The TPS92690 N-channel MOSFET controller with low-side current sense supports step-up (boost) or step-up/step-down (SEPIC, Cuk, flyback) LED driver topologies. The DC/DC LED controller offers several features that help designers optimize their systems, according to TI. These include an adjustable switching frequency (up to 2 MHz) and current-sense threshold that allow designers to optimize LED drive electronics for small size, high efficiency, or a balance between both. Other optimizing features include separate pulse-width modulation (PWM) and analog inputs interface with common dimming-control methods to adjust LED current or implement thermal foldback.
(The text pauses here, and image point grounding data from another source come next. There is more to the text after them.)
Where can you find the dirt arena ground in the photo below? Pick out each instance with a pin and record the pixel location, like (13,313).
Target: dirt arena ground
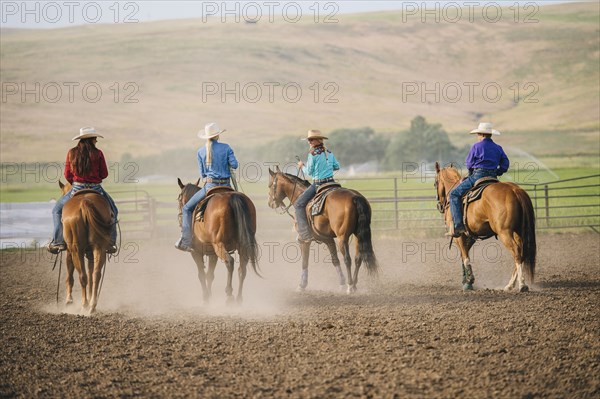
(412,333)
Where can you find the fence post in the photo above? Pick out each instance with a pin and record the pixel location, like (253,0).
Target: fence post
(396,201)
(547,205)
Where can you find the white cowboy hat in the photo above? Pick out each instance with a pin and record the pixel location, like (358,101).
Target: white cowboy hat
(486,128)
(86,133)
(314,134)
(210,130)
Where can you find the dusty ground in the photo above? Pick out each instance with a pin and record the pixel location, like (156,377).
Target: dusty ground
(413,334)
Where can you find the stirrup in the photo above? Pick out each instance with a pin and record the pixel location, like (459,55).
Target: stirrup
(180,246)
(56,248)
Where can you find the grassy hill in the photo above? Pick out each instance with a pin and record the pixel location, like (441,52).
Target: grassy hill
(367,60)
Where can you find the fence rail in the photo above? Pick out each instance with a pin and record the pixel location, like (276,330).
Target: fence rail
(400,203)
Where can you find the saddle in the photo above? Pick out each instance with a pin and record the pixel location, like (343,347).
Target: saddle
(475,193)
(201,207)
(317,203)
(86,191)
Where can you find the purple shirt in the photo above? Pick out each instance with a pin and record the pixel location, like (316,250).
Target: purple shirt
(486,154)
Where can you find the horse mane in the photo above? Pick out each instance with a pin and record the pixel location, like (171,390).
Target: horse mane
(189,190)
(296,179)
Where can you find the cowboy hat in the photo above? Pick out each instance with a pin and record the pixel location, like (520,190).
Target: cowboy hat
(210,130)
(314,134)
(485,128)
(86,133)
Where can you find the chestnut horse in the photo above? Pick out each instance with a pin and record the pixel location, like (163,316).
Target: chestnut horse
(505,211)
(86,222)
(229,225)
(346,212)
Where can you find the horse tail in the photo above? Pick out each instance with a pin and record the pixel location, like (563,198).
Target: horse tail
(97,226)
(527,233)
(363,234)
(247,245)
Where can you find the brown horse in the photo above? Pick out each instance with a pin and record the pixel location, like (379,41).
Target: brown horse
(505,211)
(86,222)
(346,213)
(229,225)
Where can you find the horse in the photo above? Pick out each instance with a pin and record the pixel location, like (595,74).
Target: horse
(229,225)
(505,211)
(346,212)
(86,222)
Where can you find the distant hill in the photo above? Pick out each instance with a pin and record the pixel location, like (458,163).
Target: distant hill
(369,63)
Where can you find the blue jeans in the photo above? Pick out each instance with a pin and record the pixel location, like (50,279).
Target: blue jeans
(188,211)
(300,207)
(457,193)
(57,237)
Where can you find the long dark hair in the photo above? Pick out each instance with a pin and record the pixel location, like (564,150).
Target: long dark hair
(81,155)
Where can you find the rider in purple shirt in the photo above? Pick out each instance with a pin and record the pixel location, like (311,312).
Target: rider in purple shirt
(485,159)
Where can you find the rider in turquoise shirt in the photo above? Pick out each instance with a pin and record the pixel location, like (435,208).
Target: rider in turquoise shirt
(320,165)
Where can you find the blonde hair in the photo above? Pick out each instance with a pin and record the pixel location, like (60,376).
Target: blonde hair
(209,150)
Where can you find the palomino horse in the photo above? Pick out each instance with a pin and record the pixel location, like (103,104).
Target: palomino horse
(229,225)
(86,228)
(346,212)
(505,211)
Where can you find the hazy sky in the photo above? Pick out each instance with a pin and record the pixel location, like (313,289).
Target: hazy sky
(62,13)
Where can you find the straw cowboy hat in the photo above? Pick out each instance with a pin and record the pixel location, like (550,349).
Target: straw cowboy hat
(86,133)
(314,134)
(486,128)
(210,130)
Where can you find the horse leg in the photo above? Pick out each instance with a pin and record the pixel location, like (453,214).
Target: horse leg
(210,277)
(304,249)
(96,275)
(242,275)
(345,250)
(69,285)
(336,262)
(228,259)
(79,263)
(464,245)
(199,260)
(515,245)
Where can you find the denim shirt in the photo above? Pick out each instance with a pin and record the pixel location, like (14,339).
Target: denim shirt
(222,159)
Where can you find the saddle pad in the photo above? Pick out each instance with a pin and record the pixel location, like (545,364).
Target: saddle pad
(317,203)
(201,207)
(475,193)
(327,186)
(85,191)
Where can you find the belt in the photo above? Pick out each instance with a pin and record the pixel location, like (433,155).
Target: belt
(211,180)
(86,184)
(322,181)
The TPS92690 also features an internal oscillator that sets the switching frequency of the converter, but TI says it can be overdriven by an external clock for synchronizing switching frequencies with other converters in a design. Thanks to the device’s low-side current sensing, low-EMI topologies can be used such as the Cuk converter, while still maintaining a single-wire connection to the LED load.

Summary

As automotive makers transition to LEDs for both interior and exterior lighting to gain efficiency and power savings, LED driver manufacturers are developing a variety of devices that provide features that enable them to optimize their designs. These features range from the capability to detect multiple shorted LEDs, to adjustable switching frequency and current sense threshold to leverage size and efficiency to meet their specific applications.